Thank you for all your sympathetic comments over the loss of my beloved cat Marvin, who died on Tuesday. They have meant a lot to me in my present state. As I put it on our Clubland Q&A, troubles supposedly come in threes - so, in this last fortnight, (mild-ish) heart attacks, difficult litigation, and now the loss of one of the rare consolations of this last difficult decade.
When Feline Groovy: Songs for Swingin' Cats was released nine years ago, I was asked by France's Number One cat website, Bonjour le Chat, if I would come on and talk about Marvin. You can read the interview in the original French here, but I do not believe we have ever published an English translation. So here it is:
We have received questions about Mark Steyn's cat Marvin, who prompted him to record Feline Groovy, an album of songs all dedicated to cats! So here is Marvin, a hungry kitten rescued from the streets of Brooklyn a year ago, and now a star of showbusiness.When he welcomed this little black cat, Mark worried for a moment about how his dog Willy, who had been taken in a long time ago, would accept the arrival of this new member of the family at their house in the New Hampshire countryside. Willy is a so-called "difficult" dog.
"She is eleven years old now, but still you can see that she was horribly brutalised by someone who apparently used everything he could get his hands on to inflict torture. One day I took a tape measure out of a drawer to measure something and Willy went crazy. It happened with kitchen cutlery, with things you wouldn't imagine," says Mark.
"Seeing a banana would put her in a trance, and we could never figure out why. But, when she is afraid, Willy can attack. Yet, from the first moment, she never even pretended to attack Marvin. On the contrary, Marvin changed her character, calmed her down, 'tamed' Willy, who goes around always looking for his company. The two are more than friends: they make each other happier.
"That's something I see with cats all the time. In the morning, when I go down the stairs to make my first coffee, Marvin comes rushing up - at the risk of knocking me over - to nuzzle between my legs. And there's something wonderful about knowing that he needs my presence, as I need his."
Mark has always had cats, and other animals: "When I started in broadcasting, when I had just landed a difficult interview, I came home one evening to find my first kitten, Elliot, playing with a ball of 'wool'... which turned out to be the reel-to-reel tape of the interview, which I then had to reconstruct little by little bit like a jigsaw..."

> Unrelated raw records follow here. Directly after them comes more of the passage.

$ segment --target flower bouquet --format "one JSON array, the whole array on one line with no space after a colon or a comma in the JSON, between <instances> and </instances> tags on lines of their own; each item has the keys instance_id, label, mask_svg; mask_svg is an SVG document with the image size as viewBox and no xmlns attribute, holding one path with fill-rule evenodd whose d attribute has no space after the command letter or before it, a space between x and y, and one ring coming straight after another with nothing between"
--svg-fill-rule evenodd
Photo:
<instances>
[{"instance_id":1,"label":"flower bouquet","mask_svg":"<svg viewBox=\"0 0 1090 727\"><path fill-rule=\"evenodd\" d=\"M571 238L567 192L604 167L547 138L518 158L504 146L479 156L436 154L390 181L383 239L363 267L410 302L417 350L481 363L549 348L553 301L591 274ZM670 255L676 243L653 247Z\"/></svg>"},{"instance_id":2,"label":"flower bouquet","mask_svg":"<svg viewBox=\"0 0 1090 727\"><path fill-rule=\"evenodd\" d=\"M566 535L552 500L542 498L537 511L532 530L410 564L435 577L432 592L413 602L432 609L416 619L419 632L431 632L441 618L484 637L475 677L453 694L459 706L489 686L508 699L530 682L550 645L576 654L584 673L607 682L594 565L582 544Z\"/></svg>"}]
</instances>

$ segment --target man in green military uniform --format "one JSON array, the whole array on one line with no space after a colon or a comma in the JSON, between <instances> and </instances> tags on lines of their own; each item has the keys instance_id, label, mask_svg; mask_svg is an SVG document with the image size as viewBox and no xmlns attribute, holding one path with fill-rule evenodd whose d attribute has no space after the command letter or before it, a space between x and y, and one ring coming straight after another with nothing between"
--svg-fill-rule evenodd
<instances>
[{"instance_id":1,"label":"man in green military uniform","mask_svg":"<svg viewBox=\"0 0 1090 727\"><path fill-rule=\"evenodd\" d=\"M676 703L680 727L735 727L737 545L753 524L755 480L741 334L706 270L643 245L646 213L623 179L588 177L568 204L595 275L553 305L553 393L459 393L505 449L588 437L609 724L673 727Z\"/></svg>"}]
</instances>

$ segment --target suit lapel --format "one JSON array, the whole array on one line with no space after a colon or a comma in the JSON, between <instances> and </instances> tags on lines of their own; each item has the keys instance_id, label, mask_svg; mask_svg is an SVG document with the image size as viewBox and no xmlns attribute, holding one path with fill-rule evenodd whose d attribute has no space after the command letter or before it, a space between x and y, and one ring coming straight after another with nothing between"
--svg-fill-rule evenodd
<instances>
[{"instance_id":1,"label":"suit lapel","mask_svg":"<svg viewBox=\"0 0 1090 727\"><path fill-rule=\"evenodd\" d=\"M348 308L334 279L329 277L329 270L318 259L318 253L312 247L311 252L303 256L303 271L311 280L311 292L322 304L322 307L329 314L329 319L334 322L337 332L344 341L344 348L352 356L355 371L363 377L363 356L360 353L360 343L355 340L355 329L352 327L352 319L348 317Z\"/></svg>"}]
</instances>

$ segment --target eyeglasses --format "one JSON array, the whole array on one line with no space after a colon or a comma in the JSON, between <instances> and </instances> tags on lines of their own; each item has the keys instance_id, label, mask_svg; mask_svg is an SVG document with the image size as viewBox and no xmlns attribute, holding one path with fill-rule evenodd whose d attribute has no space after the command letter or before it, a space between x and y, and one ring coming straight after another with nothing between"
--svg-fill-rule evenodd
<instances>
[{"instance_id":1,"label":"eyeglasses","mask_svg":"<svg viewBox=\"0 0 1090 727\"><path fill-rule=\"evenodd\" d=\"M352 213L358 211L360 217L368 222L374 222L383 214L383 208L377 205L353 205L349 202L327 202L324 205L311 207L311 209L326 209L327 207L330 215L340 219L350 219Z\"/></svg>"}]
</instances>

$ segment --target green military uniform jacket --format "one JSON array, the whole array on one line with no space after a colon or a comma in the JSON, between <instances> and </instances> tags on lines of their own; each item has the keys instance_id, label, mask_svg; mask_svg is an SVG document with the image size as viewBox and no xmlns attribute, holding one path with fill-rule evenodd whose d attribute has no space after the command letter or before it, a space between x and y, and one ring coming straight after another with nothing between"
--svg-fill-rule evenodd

Mark is a well-known conservative columnist in the United States, Canada, and Great Britain. A former disc jockey, he came to political commentary in parallel with another specialisation: American popular music from Broadway and Hollywood, and the musicals and films for which it was written. In addition to his articles and numerous books, he presents radio shows: a hectic life that is made more harmonious by Marvin's presence.
"Cats sense what state of mind you are in - if you are tense... I believe there are few moments more magical, and apt to restore a sense of life's priorities, than hearing the purr of a cat lying close to you. The English aesthete Lord Berners, about whom I made a documentary, used to say that he preferred cats with a very heavy purr; and having thought about it, I believe he was entirely right. When I pass half-an-hour with Marvin like that, I can deal with any stress; ideas come to me; and it was like that that I decided to record Feline Groovy."